And to emphasize the role politicians play in all this, in chapter 10, she quotes a Somali immigrant, who says “In Central and Southern Africa, there’s a saying: ‘When election day comes, keep your knife close….The politicians will try to separate us” [265]. Make no mistake: the same dynamic is playing out in our country today.
So, what we desperately need, instead of this false zero-sum narrative, is a new story, a story that honors and celebrates the ways we rise and fall together, the ways we depend on each other—a story that enables us to work together for the greater good for all of us. She writes:
“Everything depends on the answer to this question. Who is an American, and what are we to one another? Politics offers two visions of why all the peoples of the world have met here: one in which we are nothing more than competitors, and another in which perhaps the proximity of so much difference forces us to admit our common humanity. The choice between these two visions has never been starker. To a nation riven with anxiety about who belongs, many in power have made it their overarching goal to sow distrust about the goodness of the Other. They are holding on, white-knuckled, to a tiny idea of We the People, denying the beauty of what we are becoming….Since this country’s founding, we have not allowed our diversity to be our superpower, and the result is that the United States is not more than the sum of its disparate parts. But it could be. And if it were, all of us would prosper…We are greater than, and greater for, the sum of us” [288-289].
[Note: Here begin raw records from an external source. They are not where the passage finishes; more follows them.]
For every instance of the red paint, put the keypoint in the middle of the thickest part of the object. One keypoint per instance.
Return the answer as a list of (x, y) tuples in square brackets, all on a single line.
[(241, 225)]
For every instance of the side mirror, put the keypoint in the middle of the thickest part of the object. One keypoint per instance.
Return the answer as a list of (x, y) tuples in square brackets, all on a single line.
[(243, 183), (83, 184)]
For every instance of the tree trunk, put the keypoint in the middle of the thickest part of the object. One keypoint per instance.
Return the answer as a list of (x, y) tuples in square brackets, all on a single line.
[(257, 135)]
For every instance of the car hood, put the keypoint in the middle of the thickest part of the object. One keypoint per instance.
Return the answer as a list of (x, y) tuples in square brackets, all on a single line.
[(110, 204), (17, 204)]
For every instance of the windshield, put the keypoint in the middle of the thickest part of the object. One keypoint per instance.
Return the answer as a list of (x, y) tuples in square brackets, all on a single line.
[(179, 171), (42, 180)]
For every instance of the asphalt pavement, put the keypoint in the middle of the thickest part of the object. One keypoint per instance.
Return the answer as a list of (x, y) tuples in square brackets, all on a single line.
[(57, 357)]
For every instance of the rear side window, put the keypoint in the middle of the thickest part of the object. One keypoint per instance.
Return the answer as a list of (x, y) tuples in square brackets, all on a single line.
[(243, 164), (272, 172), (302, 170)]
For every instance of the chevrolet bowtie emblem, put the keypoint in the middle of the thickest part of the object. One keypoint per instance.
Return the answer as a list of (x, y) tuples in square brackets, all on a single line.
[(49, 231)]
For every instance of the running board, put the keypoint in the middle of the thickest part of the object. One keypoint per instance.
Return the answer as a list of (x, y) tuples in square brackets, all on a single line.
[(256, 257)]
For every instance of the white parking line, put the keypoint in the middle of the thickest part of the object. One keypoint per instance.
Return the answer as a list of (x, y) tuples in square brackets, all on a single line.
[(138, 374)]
It is a really compelling argument, and the book is very well written—I highly recommend it. The only thing I was left wondering is, are the people who need to read it going to read it, or is she only preaching to the choir? I’m not sure how best to get it into the hands of people whose minds might be changed by reading it.
This is one (of several) really powerful and insightful works of the past couple of years. Indeed, I feel the value of this work and the others like it aren’t going to change many hearts and/or minds.